Ionic conducting materials are the most important parts in electrochemical devices such as batteries, fuel cells and electrolysers. Different types of ionic conducting materials, which conduct O^2-, H⁺ or OH^- ions, have been widely used in solid oxide fuel cells (SOFCs), solid oxide electrolytic cells (SOECs), proton exchange membrane fuel cells (PEMFCs) and electrolysers (PEM electrolysers), anion exchange membrane fuel cells (AEMFCs) and electrolysers (AEM electrolysers). The typical materials are solid oxides such as doped ZrO₂ or CeO₂ with fluorite structures or doped BaCeO₃ (BCO)/BaZrO₃ (BZO)/LaGaO₃ (LGO) with perovskite structures^1-10. The representative high temperature proton conductors based on doped perovskite oxides BCO/BZO were discovered in 1980 and 1990s respectively^{2, 6}, while the high temperature O^2- ion conductor based on doped LGO was discovered in 1994^{3, 11}. Those materials have been applied in SOFCs and SOECs.
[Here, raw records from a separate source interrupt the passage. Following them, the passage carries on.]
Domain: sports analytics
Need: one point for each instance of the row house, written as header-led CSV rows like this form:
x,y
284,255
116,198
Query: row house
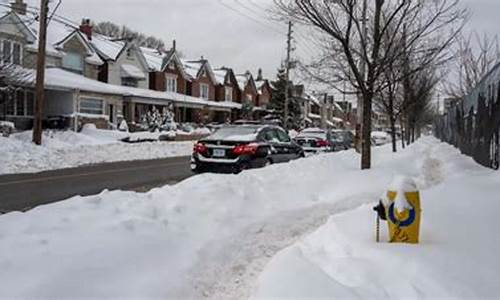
x,y
69,51
93,78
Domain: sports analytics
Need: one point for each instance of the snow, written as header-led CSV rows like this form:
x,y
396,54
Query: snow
x,y
131,71
456,259
171,241
7,124
66,149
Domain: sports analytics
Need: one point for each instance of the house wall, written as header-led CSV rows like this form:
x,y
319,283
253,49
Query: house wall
x,y
75,45
181,82
58,103
249,91
196,87
264,98
114,68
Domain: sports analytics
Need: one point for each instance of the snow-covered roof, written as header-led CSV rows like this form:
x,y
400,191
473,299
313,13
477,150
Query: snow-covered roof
x,y
220,75
193,69
57,34
59,79
131,71
154,58
108,48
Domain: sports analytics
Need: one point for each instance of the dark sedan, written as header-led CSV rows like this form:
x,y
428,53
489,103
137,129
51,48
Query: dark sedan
x,y
235,148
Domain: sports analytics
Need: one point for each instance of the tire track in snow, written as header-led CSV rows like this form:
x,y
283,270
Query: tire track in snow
x,y
230,267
The typical operating temperature is above 550 °C while the durability of the solid oxide cells (SOCs) are not ideal due to the high operating temperature. When temperature drops, the O^2- or H⁺ ionic conductivity in oxides is not high enough to provide high power density for the SOCs. Therefore it is desired to develop low temperature O^2-, H⁺ or OH^- ionic conducting materials.
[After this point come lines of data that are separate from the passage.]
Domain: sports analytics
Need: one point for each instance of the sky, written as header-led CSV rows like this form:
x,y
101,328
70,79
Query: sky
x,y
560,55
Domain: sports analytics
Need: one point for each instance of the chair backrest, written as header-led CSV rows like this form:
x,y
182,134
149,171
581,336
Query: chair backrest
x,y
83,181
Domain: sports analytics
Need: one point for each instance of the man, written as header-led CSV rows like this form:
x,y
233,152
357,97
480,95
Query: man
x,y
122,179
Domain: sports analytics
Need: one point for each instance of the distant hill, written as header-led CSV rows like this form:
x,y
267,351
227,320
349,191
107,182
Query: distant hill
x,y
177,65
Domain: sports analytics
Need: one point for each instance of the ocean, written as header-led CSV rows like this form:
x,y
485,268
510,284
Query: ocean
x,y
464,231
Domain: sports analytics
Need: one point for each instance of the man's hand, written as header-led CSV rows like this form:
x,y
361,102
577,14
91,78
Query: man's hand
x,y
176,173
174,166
Polymer membranes such as acidic proton-conducting Nafion membrane have been used in PEMFCs and PEM electrolysers but the acidic membrane are very expensive. Expensive noble electrode materials such as Pt, IrO₂ have to be used in PEMFCs or PEM electrolyers leading to high cost, which is the key barrier for large scale applications. Also European proposes to ban all fluorine-based membrane such as Nafion in 2026-27. It is desired to find a replacement membrane for Nafion. The alkaline OH^- ionic conducting membranes based quaternary ammonium groups have been investigated for over a decade but their stability is not ideal, also reacting with CO₂ in air leading to reduced OH^- ionic conductivity. It is urgent to discover new stable OH^- ionic conducting materials for AEMFCs and AEM electrolysers.
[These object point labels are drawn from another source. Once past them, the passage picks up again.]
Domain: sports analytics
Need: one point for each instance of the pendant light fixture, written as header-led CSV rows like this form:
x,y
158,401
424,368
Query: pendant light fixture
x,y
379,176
Fortunately, in 2020, Tao's group at University of Warwick found that some ceramic materials exhibit high mixed OH^-/H⁺ ionic conduction in water, with ionic conductivity exceeds 0.01 S cm^-1 and ion transfer number above 98% at a temperature below 100 °C. Under certain conditions, the ionic conductivity exceeds 0.1 S cm^-1. Some of ceramic OH^- and H⁺ ionic conductors are very stable, ideal electrolyte materials for low temperature electrochemical devices such as fuel cells, electrolysers and batteries.

For the first time, ceramic low temperature OH^- and H⁺ ionic conducting materials have been discovered. The application in direct ammonia fuel cells has been demonstrated as well.